Since I was at university, reading English Lit., I asked a couple of my tutors to have a look at it. Apart from the usual vague encouragements nothing much happened: it was a bit too far removed from Shakespeare and Chaucer.

Then in 1981 I got a letter from Alastair Minnis, who'd moved to Bristol Uni (he's now a full Professor at Yale.) I'd been mentioned, Lord knows why, to his colleague's wife Mrs Burrow, who was a Real Writer, and she'd expressed interest in reading the stuff. So I sent it to Alastair, he passed it on, and a few weeks later I got a letter back.

That was the first time I realised that Mrs Burrow was also Diana Wynne Jones, and I'd already been reading her books; I remember Cart and Cwidder and Power of Three in particular.

She was witty, perceptive, insightful, helpful... If it's possible to hold someone's hand across the wet bit between Belfast and Bristol, then Diana held mine. "One gets so little chance," she wrote, "to talk to anyone about writing, at least of the making-things-up kind."
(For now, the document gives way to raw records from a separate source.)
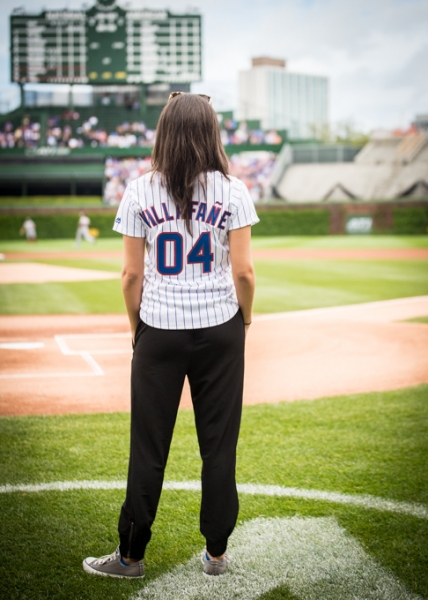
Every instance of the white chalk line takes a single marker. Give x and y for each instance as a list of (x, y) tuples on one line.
[(362, 500), (85, 355), (313, 557), (21, 345)]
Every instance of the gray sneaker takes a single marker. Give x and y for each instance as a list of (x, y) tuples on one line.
[(214, 567), (111, 566)]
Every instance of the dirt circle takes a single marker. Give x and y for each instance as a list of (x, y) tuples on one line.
[(81, 363)]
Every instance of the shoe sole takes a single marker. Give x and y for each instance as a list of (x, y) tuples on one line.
[(211, 574), (88, 569)]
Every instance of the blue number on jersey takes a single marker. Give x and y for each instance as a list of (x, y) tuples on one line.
[(201, 252), (177, 253)]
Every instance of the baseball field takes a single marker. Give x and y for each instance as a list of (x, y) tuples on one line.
[(332, 459)]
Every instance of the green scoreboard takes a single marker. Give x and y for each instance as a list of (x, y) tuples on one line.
[(105, 44)]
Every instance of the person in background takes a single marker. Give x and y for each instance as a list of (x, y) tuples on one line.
[(29, 228), (188, 284), (83, 229)]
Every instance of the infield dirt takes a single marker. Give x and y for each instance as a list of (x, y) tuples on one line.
[(83, 363)]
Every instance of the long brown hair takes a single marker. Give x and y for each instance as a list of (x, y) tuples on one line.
[(187, 144)]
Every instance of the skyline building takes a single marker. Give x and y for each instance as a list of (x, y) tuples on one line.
[(283, 100)]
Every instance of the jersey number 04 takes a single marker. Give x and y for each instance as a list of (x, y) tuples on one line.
[(170, 253)]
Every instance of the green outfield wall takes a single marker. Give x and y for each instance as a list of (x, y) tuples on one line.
[(275, 220)]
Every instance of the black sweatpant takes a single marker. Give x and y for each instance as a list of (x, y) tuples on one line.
[(213, 360)]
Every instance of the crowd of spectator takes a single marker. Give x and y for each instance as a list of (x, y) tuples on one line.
[(119, 172), (254, 168), (69, 131)]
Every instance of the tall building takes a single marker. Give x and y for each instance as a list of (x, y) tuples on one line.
[(283, 100)]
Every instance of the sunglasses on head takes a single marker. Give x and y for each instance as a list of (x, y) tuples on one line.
[(174, 94)]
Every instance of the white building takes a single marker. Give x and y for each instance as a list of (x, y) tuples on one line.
[(283, 100)]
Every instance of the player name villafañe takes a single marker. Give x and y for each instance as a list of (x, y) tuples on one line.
[(200, 212)]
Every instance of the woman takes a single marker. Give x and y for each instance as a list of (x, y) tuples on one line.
[(188, 284)]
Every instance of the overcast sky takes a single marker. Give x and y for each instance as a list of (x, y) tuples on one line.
[(375, 52)]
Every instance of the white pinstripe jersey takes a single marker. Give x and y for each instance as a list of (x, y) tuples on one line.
[(187, 279)]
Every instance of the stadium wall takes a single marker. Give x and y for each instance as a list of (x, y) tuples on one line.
[(407, 217)]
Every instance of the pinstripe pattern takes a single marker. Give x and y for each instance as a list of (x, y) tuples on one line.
[(192, 298)]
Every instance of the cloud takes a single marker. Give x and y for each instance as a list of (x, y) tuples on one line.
[(374, 51)]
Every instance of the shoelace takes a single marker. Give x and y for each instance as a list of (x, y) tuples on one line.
[(105, 559)]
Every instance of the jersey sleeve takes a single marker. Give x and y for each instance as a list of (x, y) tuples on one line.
[(128, 220), (244, 213)]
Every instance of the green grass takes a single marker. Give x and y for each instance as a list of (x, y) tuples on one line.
[(65, 245), (419, 320), (342, 241), (45, 201), (365, 444), (281, 285), (304, 284)]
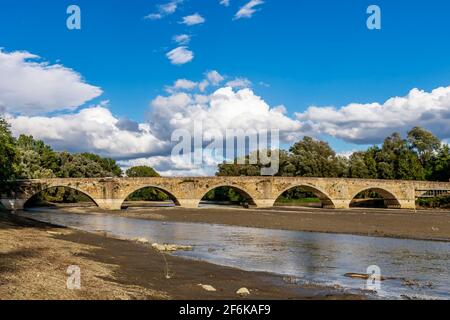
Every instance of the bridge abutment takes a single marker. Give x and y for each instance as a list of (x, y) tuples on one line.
[(13, 204), (264, 203), (109, 204), (189, 203)]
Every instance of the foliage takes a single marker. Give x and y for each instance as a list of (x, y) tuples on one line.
[(438, 202), (145, 194), (420, 156), (7, 151)]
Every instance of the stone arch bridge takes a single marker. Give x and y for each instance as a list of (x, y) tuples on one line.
[(110, 193)]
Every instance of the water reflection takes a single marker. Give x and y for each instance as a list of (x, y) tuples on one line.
[(421, 268)]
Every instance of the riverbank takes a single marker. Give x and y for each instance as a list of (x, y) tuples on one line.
[(407, 224), (34, 258)]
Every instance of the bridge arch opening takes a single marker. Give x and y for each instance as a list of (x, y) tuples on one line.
[(304, 196), (59, 196), (227, 196), (375, 198), (150, 196)]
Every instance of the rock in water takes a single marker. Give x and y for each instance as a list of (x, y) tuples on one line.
[(208, 287), (141, 240), (170, 247), (243, 292)]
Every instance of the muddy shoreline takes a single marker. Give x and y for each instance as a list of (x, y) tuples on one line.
[(35, 257), (433, 225)]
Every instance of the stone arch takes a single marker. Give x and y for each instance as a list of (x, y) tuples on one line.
[(36, 191), (242, 191), (171, 195), (390, 198), (327, 201)]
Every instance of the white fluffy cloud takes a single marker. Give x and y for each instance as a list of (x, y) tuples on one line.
[(93, 129), (31, 86), (239, 83), (248, 9), (370, 123), (164, 10), (224, 109), (193, 20), (214, 77), (182, 39), (180, 55)]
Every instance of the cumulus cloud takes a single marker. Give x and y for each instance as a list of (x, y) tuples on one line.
[(239, 83), (222, 110), (248, 9), (31, 86), (182, 84), (182, 39), (93, 129), (214, 77), (180, 55), (193, 20), (372, 122), (174, 166), (164, 10)]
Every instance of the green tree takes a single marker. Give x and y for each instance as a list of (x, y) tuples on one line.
[(7, 151), (107, 164), (424, 143), (396, 160), (79, 166), (315, 158), (357, 166), (440, 165), (149, 193)]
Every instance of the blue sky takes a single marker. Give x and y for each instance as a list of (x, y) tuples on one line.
[(295, 53)]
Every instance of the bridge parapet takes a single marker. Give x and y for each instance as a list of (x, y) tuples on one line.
[(110, 193)]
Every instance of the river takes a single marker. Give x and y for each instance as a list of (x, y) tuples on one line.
[(413, 268)]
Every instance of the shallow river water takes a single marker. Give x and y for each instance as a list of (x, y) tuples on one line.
[(414, 268)]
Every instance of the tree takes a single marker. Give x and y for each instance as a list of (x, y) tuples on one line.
[(7, 151), (315, 158), (440, 165), (78, 166), (108, 164), (424, 143), (35, 159), (146, 194), (141, 171), (357, 166)]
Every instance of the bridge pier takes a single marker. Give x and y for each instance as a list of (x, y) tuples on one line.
[(264, 203), (109, 204), (189, 203), (404, 204), (13, 204)]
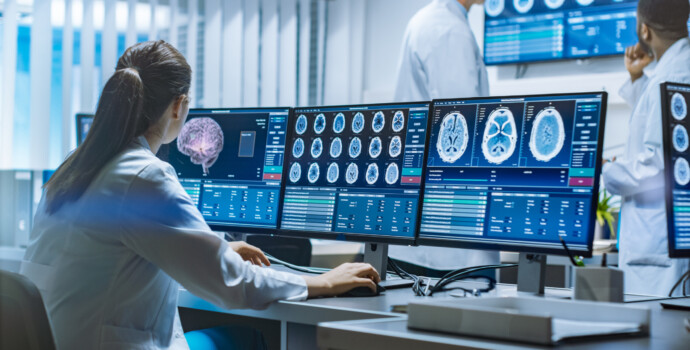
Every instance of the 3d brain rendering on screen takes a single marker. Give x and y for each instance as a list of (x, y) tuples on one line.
[(681, 171), (398, 121), (680, 138), (452, 137), (500, 136), (548, 135), (679, 107), (202, 140)]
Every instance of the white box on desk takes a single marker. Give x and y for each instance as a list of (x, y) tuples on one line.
[(528, 319)]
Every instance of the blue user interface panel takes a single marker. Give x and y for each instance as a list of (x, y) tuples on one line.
[(518, 31), (355, 171), (675, 98), (513, 173), (230, 162)]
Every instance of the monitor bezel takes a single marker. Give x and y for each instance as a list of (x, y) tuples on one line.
[(673, 252), (356, 237), (526, 247)]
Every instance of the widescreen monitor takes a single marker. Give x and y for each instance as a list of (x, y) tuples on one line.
[(230, 162), (514, 173), (674, 104), (355, 172)]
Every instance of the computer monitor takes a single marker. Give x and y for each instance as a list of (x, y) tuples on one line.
[(674, 106), (84, 122), (230, 161), (354, 172), (514, 173)]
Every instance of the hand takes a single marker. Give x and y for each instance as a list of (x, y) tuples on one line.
[(636, 59), (250, 253), (343, 278)]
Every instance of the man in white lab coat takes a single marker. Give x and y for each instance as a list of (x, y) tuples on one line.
[(638, 176), (441, 59)]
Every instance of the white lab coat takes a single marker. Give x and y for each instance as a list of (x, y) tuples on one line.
[(441, 59), (638, 177), (108, 265)]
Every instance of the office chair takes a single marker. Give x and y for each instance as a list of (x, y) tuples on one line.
[(23, 318)]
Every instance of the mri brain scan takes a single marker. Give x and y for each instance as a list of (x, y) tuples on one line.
[(392, 173), (398, 121), (358, 123), (295, 172), (352, 173), (523, 6), (395, 148), (316, 147), (548, 135), (378, 122), (202, 140), (500, 136), (298, 148), (332, 173), (375, 147), (494, 7), (320, 123), (301, 125), (679, 107), (372, 173), (355, 147), (680, 138), (336, 147), (452, 137), (313, 174), (681, 171), (339, 123)]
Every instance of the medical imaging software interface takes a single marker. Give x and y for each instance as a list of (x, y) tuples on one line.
[(355, 170), (230, 162), (513, 172), (676, 105)]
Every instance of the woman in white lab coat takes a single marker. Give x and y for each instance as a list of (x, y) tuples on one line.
[(638, 176), (116, 234)]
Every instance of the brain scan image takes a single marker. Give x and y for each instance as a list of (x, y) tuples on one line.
[(202, 140), (301, 125), (298, 148), (548, 135), (378, 122), (395, 148), (375, 147), (355, 147), (336, 147), (679, 107), (320, 123), (398, 121), (500, 136), (295, 172), (452, 137), (680, 138), (332, 173), (339, 123), (494, 7), (392, 173), (372, 173), (358, 123), (523, 6), (681, 171), (352, 173), (313, 174), (316, 147)]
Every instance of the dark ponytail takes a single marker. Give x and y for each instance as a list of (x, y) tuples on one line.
[(149, 76)]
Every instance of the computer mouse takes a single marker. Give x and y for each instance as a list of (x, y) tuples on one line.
[(362, 292)]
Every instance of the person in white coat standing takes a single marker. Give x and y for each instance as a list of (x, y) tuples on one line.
[(115, 234), (638, 176), (441, 59)]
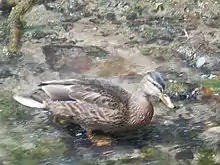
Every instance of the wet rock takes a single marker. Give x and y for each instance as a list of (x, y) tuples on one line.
[(68, 58), (5, 72), (131, 16), (200, 62), (181, 90), (210, 136), (39, 34), (110, 16), (211, 19), (183, 155)]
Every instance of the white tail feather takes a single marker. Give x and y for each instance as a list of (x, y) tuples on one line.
[(29, 102)]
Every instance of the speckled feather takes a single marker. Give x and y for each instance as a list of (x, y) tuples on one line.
[(95, 104)]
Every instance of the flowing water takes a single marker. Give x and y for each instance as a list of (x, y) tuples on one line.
[(188, 134)]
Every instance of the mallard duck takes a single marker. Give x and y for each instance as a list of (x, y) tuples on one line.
[(98, 104)]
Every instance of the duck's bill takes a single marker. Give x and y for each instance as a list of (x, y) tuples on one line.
[(166, 100)]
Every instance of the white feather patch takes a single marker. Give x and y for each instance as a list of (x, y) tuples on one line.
[(29, 102)]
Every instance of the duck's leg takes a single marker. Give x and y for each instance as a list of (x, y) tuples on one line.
[(98, 140)]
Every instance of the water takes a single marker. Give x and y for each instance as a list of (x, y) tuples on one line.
[(186, 135)]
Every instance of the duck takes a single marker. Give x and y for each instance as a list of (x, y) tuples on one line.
[(98, 104)]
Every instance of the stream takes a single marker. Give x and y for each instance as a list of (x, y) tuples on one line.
[(121, 41)]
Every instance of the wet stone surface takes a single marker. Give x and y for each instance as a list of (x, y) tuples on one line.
[(121, 41)]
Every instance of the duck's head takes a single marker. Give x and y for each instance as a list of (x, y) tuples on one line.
[(153, 84)]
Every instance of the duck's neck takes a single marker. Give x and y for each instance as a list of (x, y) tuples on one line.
[(140, 108)]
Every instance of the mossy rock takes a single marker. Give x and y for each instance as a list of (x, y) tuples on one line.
[(206, 157), (10, 110)]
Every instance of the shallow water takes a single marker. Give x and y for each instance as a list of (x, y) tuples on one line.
[(188, 134)]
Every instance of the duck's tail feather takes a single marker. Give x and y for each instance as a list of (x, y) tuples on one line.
[(29, 101)]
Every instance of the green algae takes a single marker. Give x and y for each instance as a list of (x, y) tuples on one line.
[(206, 157), (212, 83), (176, 87), (11, 110)]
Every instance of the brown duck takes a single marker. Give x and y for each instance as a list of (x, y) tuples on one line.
[(98, 104)]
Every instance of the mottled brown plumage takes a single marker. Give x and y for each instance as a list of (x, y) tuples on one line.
[(98, 104)]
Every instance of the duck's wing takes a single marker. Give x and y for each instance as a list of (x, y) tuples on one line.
[(101, 92)]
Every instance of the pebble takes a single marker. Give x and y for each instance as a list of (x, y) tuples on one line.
[(200, 62)]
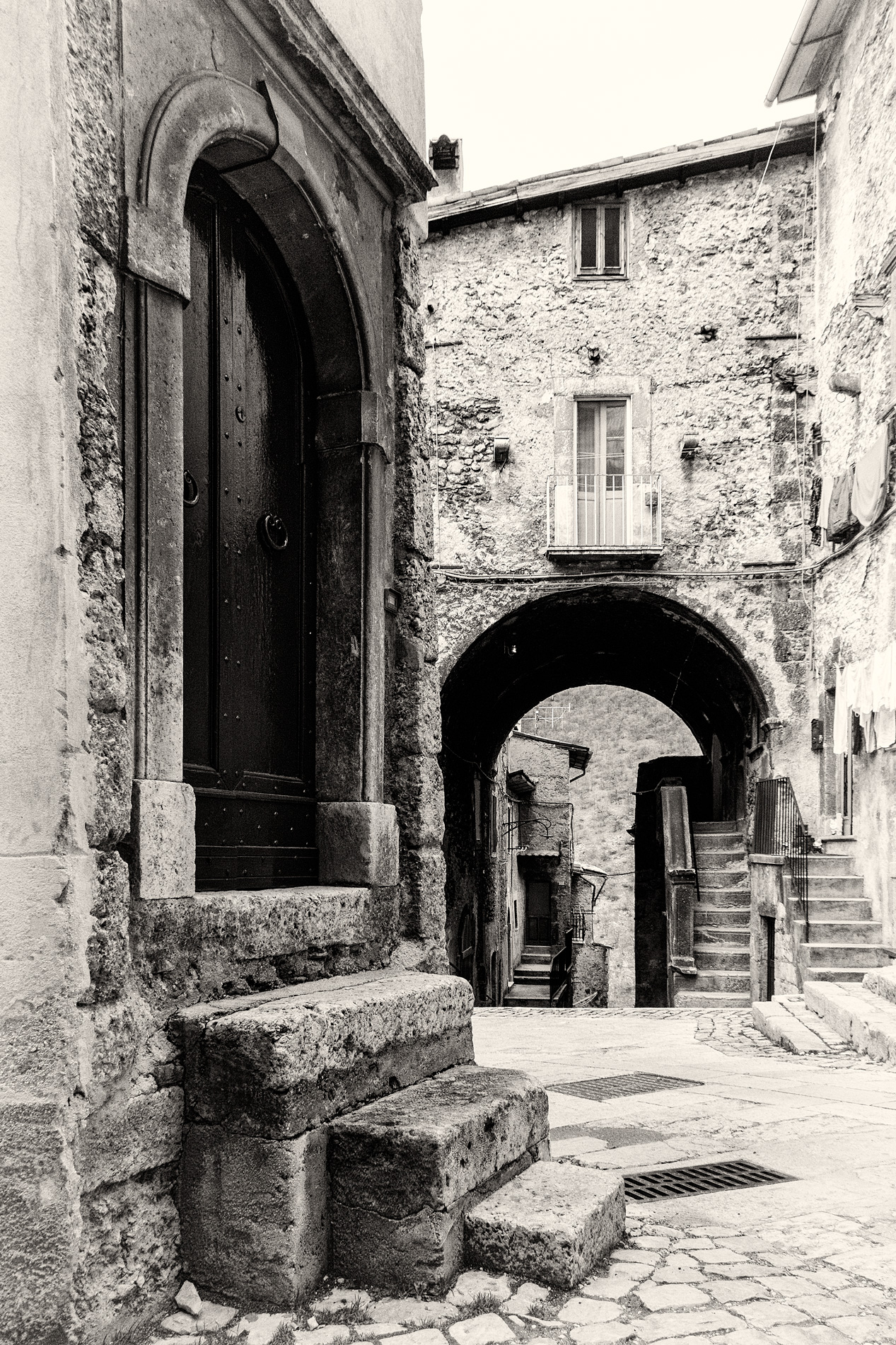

There were other letters, with advice, with gossip, with encouragement - I still have them all in my scrapbook - and then the phonecall that wasn't a long-range hand-hold but a long-range pat on the back when Horse Lord finally sold.

My favourite among all her books is The Tough Guide to Fantasyland - my copy is ragged, dog-eared and usually bristles with bookmarks - because it's so full of the funny, accurate comments I first saw in those letters. And there are a few that are more pointed than others; "Apostrophes" for instance, or "Names" (SWORDS...seem very proud of being known to be really Excalibur or Widowmaker.) Not an uncommon sword-name, in fantasy or folklore, but I always get the feeling of being twinkled at over the rim of a pair of specs...

And then today's news.

Not the jolting shock of something totally unexpected, but the sadness that it didn't happen later, whenever that might be. Yet today is later, if you look at it from yesterday, and much, much later than last year.

I'm glad Diana had some later.

I wish she could have had some more.

Date: 2011-03-26 08:08 pm (UTC)
From: [identity profile]
Sorry to hear this!

Date: 2011-03-26 08:21 pm (UTC)

Date: 2011-03-26 08:27 pm (UTC)
ext_58972: Mad! (Default)
From: [identity profile]
I never had the chance to meet her or talk to her.

However? I owe her a lot. The Tough Guide to Fantasyland was the road map I used when writing my Merchant Princes series -- in negative, to show me what stuff to avoid (or take the piss out of mercilessly). Her wit will be missed.
Edited Date: 2011-03-26 08:27 pm (UTC)

Date: 2011-03-26 08:36 pm (UTC)
From: [identity profile]
It's very sad: she was a lovely person as well as a wonderful writer. I only met her a couple of times, I think, but she has stayed very vivid in my memory.

Date: 2011-03-26 09:16 pm (UTC)
From: [identity profile]
I only met her once at a con.
She seemed so full of life and energy, then.

It is sad to think there will be no more stories written by her. She will be missed.

Date: 2011-03-26 10:30 pm (UTC)
From: [identity profile]
This is really sad news. I've enjoyed so many of her books.

I bought my copy of TTGTFL a few years ago, but it's been great for a chuckle every time I read it.